For another, in his association of all British driving taxes with "anthropogenic global warming (AGW)," he elides the myriad other costs of driving, including public health, land use, public land preservation, safety and enforcement, etc. Yes, once again these costs are difficult to quantify. This, however, does not mean they do not exist.
After dozens of paragraphs of analytical spinning, Manzi reaches the third to last, and engages in a breathtaking series of theoretical leaps. Costs are impossible to quantify, therefore "It becomes pure power politics," and therefore is a state imposition of economic costs without quantitative justification, and is therefore akin to total state planning of the economy. Excuse me, but WHAT?!?
To put this as simply as I can, there is a vast universe between "inability to sufficiently quantify" and "a different theoretical justification [for socialism]." What Manzi is experiencing is not the unearthing of socialist motives, but the limits of the quantitative revolution of the 20th century. There was a time, as strict Enlightenment rationalism and to a lesser extent, positivism reached their zenith, that we supposed that all complex issues could be solved with sufficient quantitative analysis. Difficult questions such as the costs of action or inaction on climate change demonstrate this as well as anything, but the lesson to take here is not that we have no analytical tools at all and retreat to pristine ideological tropes. (In this, I think Manzi is unintentionally making what I might call the Bachmann move -- it's impossible to quantify, and it involves government action, therefore it is the first step towards tyranny.) Rather, it should be a clarion call to dust off analytical methods tossed aside during much of the quantitative revolution, such as informal logic, deep description, dialectics, rigorous observation, ethics, and comparative studies. (One can even retain critical rationalism, just without getting lost in numbers.)
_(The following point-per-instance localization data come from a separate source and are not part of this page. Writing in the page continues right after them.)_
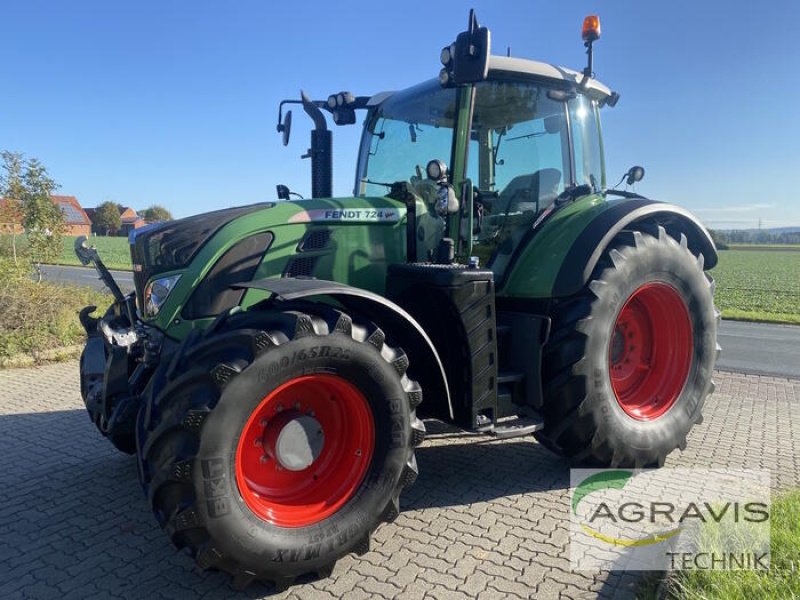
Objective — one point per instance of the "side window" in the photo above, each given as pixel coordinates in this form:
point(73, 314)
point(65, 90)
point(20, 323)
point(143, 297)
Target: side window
point(586, 133)
point(523, 163)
There are others attempting to do their best to apply broader principles to understanding the impacts of climate change. Manzi's argument over the past 18 months has been to repeatedly emphasize that the correct response to this question is to quantify the costs and the benefits. He now illustrates that those costs and benefits are impossible to quantify, and therefore takes it as Q.E.D. that we must retreat to extremely abstract arguments (as in, this kind of smells vaguely like Hayek). This might be forgivable if Manzi put any effort whatsoever into a rigorous consideration of the situation, along the lines of what Hayek actually did in his critique of government planners. Instead, he makes this jump in a few brief sentences which rely entirely on vague notions. Unfortunately, I have to say I found this neither convincing nor even challenging. Instead, it seems to mark for me the end of Manzi's meaningful contribution to the debate, which is really too bad.